Vera Cornette: Frau Kahlweit, sie scheinen keine besonders große Freundin des Fernsehens zu sein!

Cathrin Kahlweit: Doch, eigentlich schon.

V.C: Und wie ist ihre Rückkehr zur Süddeutschen Zeitung nach nicht mal einem halben Jahr als Redaktionsleiterin bei der Talksendung ‚Anne Will’ zu erklären?

C.K.: Offiziell hat mir das Schreiben gefehlt.

V.C.: Offiziell?

C.K.: Es gab auch persönlich Gründe, aber ich empfinde Schreiben als Selbstbestimmter. Ich kann mich entfalten und eigenständiger Arbeiten.

V.C.: Aber ist das klug, zu einer Zeitung zurückzuwechseln, wo doch der Zeitungsmarkt in einer Krise steckt?

C.K.: Sicherlich sind die Zeiten nicht gut für Print. In vielen Verlagshäusern, auch bei der Süddeutschen Zeitung sollen Millionen eingespart werden. Aber ich mache Zeitung aus Leidenschaft.
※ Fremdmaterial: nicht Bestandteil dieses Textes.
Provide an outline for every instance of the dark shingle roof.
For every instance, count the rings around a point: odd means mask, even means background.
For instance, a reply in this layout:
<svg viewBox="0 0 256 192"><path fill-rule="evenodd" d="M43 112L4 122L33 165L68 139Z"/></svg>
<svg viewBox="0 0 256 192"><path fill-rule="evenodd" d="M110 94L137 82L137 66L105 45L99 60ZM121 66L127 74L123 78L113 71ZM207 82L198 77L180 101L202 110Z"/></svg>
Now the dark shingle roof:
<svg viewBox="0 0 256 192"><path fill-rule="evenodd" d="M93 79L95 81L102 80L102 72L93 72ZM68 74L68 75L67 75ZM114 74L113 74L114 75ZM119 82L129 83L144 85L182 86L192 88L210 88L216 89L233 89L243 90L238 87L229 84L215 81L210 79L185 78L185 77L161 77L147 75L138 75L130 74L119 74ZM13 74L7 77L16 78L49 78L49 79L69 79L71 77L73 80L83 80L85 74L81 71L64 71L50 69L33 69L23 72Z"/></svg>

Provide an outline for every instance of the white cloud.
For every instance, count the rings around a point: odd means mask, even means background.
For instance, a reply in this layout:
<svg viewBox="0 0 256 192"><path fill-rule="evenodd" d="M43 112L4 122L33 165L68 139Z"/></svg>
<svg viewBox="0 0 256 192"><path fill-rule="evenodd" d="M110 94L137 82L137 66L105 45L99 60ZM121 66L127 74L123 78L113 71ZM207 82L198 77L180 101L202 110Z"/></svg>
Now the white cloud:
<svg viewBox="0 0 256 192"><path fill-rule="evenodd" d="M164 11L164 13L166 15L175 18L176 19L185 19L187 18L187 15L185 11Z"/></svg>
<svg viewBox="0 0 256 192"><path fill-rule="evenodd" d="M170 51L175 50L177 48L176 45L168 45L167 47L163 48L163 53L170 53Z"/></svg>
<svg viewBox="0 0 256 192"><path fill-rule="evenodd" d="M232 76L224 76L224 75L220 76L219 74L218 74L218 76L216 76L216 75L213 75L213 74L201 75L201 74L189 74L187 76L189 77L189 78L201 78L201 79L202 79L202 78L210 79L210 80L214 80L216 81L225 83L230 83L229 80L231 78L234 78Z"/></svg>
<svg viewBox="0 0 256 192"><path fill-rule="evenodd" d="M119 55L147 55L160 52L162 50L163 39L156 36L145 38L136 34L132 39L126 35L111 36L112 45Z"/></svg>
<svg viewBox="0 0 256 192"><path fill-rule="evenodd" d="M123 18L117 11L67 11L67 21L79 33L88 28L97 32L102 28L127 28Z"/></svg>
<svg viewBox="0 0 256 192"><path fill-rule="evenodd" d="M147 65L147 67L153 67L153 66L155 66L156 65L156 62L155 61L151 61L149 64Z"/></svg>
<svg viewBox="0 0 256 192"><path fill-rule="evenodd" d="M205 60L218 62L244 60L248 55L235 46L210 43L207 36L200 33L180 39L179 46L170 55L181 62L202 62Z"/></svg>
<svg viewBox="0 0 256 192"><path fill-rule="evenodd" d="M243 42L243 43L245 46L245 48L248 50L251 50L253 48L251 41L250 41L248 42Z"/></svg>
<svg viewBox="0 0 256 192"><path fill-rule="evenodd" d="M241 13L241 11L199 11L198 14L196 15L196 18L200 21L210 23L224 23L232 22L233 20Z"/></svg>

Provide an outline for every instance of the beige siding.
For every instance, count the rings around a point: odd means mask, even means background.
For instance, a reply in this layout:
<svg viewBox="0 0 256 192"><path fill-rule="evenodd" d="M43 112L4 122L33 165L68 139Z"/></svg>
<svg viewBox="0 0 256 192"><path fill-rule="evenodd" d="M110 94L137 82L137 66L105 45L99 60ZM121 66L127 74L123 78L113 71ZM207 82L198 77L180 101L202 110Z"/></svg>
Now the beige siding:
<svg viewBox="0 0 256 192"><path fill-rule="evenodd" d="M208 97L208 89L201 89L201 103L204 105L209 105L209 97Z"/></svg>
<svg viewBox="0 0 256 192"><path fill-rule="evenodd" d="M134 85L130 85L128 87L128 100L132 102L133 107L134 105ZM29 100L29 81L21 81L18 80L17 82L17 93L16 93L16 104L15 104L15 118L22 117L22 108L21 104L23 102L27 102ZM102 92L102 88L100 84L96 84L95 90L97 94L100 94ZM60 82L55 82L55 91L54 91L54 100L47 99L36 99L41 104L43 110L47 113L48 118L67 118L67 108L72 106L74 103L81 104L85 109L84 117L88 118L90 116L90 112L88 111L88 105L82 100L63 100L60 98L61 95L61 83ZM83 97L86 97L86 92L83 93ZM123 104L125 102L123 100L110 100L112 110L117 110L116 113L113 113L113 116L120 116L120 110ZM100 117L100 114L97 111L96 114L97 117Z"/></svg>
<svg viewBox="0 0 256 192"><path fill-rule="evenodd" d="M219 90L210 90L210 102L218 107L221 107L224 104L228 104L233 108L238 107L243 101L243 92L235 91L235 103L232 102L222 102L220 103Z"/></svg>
V.C.: Kostensenkung, weniger Auflage, ‚Online first’, das sind die Trends der letzten Jahre. Wie glauben Sie, wird sich das fortsetzen?

C.K.: Ich gehe erstmal nicht davon aus, dass alle ihre Nachrichten auf einem E-Book lesen wollen. Kleinere Zeitungen können verdrängt werden. Aber ich denke, große Qualitätszeitungen werden sich durchsetzen.

V.C.: Warum? Wegen des haptisches Erlebnisses beim Umblättern?

C.K. (lacht) Irgendwo ist das wahrscheinlich auch ein Aspekt, ja.

V.C.: Und warum sonst noch?

C.K. Derzeit findet man Qualitätsjournalismus in Zeitungen und im Rundfunk. Und dafür muss man bezahlen. Im Internet kann jeder Informationen anbieten, aber ob die fundiert recherchiert sind, ist eine andere Frage. Ich denke, es wird immer Menschen geben, die an vertrauenswürdigen Informationen interessiert sind.

V.C.: Angenommen auch die Qualitätszeitungen würden dem Zeitungssterben zum Opfer fallen, welche Auswirkungen hätte das für den Qualitätsjournalismus?

C.K.: Das kommt auf die Alternative an. Qualitätsjournalismus ist ja nicht unbedingt an gedruckte Zeitungen gekoppelt. Auch im Internet ließe sich guter Journalismus verbreiten. Aber dazu braucht man Geld und gut ausgebildete Journalisten mit Fachkenntnissen.

V.C.: Frau Kahlweit, haben Sie vielen Dank fürs Gespräch!

Cathrin Kahlweit studierte Politik und Russisch in den USA, Moskau und Tübingen. Sie besuchte die Hamburger Journalistenschule und arbeitete anschließend unter anderem als Radioreporterin beim Bayrischen Rundfunk. Ab 1989 war sie Redaktionsmitglied bei der „Süddeutschen Zeitung“. Dorthin ist Kahlweit nach einem kurzen Intermezzo als Redaktionsleiterin bei der Talkshow ‚Anne Will’ zurückgekehrt. Ich traf sie letzte Woche während des MainzerMedienDisputs.